Evaluating Large Language Models for Public Health Classification and Extraction Tasks
- URL: http://arxiv.org/abs/2405.14766v2
- Date: Wed, 19 Feb 2025 14:11:10 GMT
- Title: Evaluating Large Language Models for Public Health Classification and Extraction Tasks
- Authors: Joshua Harris, Timothy Laurence, Leo Loman, Fan Grayson, Toby Nonnenmacher, Harry Long, Loes WalsGriffith, Amy Douglas, Holly Fountain, Stelios Georgiou, Jo Hardstaff, Kathryn Hopkins, Y-Ling Chi, Galena Kuyumdzhieva, Lesley Larkin, Samuel Collins, Hamish Mohammed, Thomas Finnie, Luke Hounsome, Michael Borowitz, Steven Riley,
- Abstract summary: We present evaluations of Large Language Models (LLMs) for public health tasks involving the classification and extraction of free text.
We evaluate eleven open-weight LLMs across all tasks using zero-shot in-context learning.
We find promising signs that LLMs may be useful tools for public health experts to extract information from a wide variety of free text sources.
- Score: 0.3545046504280562
- License:
- Abstract: Advances in Large Language Models (LLMs) have led to significant interest in their potential to support human experts across a range of domains, including public health.
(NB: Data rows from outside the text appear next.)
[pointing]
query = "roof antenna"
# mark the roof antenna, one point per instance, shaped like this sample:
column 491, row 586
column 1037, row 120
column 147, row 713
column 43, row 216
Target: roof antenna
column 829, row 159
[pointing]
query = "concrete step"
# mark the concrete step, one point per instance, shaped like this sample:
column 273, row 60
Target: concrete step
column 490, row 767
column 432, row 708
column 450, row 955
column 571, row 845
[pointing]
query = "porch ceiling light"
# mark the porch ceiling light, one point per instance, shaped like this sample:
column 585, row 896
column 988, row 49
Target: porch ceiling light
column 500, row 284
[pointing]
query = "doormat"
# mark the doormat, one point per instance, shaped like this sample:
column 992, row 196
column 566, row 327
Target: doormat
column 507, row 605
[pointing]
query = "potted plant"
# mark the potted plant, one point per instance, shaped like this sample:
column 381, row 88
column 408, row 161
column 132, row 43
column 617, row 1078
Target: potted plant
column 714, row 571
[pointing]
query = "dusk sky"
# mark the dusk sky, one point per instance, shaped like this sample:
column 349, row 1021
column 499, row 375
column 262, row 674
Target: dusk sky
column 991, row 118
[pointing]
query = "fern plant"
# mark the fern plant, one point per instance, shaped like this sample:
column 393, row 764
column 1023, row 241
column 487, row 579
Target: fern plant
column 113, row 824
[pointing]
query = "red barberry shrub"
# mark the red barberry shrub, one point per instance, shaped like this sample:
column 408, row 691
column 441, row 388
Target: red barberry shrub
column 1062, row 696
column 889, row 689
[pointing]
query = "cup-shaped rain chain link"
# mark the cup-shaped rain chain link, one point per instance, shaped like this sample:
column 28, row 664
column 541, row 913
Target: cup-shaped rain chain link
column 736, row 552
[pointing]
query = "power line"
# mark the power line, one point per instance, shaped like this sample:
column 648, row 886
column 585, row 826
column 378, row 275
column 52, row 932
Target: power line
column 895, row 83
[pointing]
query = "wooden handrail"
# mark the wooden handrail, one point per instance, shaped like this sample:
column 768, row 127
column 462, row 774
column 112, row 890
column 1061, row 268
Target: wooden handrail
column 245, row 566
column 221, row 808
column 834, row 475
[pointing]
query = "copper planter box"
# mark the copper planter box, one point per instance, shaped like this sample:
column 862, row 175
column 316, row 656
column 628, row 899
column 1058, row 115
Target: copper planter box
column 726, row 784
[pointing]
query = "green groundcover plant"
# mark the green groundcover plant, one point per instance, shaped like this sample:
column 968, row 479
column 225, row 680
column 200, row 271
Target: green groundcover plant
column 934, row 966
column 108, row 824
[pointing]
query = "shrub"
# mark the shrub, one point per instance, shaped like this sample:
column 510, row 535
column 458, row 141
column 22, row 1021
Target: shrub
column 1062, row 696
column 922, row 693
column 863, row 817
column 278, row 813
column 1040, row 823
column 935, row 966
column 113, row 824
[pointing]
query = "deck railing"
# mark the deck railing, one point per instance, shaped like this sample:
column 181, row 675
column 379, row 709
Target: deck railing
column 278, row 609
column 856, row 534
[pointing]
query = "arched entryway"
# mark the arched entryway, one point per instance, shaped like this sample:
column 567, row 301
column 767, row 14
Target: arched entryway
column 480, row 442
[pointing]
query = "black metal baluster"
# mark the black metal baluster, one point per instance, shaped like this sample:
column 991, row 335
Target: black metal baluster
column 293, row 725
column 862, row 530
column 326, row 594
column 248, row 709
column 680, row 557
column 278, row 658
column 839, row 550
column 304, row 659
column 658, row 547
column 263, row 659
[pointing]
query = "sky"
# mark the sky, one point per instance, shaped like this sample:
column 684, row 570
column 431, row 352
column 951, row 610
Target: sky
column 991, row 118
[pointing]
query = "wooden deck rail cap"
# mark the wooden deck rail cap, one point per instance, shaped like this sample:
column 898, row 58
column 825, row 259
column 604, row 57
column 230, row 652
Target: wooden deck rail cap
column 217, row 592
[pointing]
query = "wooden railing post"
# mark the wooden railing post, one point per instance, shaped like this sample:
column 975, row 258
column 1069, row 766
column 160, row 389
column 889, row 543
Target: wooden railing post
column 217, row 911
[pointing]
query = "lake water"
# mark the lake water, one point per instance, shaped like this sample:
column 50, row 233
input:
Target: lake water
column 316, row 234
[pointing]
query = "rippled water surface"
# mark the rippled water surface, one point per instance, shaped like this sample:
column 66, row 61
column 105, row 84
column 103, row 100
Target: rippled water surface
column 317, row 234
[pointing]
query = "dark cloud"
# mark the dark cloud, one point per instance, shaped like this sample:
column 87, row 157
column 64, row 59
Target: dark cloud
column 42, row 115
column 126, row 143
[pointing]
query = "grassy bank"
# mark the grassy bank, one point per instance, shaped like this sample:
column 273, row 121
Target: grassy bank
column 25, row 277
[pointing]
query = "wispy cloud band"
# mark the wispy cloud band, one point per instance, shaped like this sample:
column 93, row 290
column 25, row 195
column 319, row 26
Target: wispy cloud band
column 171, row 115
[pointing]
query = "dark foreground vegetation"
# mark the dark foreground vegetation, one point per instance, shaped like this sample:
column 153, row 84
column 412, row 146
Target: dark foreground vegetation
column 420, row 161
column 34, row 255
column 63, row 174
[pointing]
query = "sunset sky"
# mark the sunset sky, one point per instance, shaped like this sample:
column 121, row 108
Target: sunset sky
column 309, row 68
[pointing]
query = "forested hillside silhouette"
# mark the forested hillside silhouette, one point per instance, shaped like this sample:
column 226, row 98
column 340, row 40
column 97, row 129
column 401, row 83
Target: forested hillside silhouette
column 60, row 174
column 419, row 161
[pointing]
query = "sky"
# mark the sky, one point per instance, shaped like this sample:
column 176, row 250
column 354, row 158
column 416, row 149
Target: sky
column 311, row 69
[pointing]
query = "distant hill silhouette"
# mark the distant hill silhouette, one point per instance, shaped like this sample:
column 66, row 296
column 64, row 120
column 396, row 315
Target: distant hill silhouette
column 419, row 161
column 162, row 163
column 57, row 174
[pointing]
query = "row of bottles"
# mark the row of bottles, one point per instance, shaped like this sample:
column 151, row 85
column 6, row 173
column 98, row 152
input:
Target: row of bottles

In this work we present automated evaluations of LLMs for public health tasks involving the classification and extraction of free text. We combine six externally annotated datasets with seven new internally annotated datasets to evaluate LLMs for processing text related to: health burden, epidemiological risk factors, and public health interventions. We evaluate eleven open-weight LLMs (7-123 billion parameters) across all tasks using zero-shot in-context learning. We find that Llama-3.3-70B-Instruct is the highest performing model, achieving the best results on 8/16 tasks (using micro-F1 scores). We see significant variation across tasks with all open-weight LLMs scoring below 60% micro-F1 on some challenging tasks, such as Contact Classification, while all LLMs achieve greater than 80% micro-F1 on others, such as GI Illness Classification. For a subset of 11 tasks, we also evaluate three GPT-4 and GPT-4o series models and find comparable results to Llama-3.3-70B-Instruct. Overall, based on these initial results we find promising signs that LLMs may be useful tools for public health experts to extract information from a wide variety of free text sources, and support public health surveillance, research, and interventions.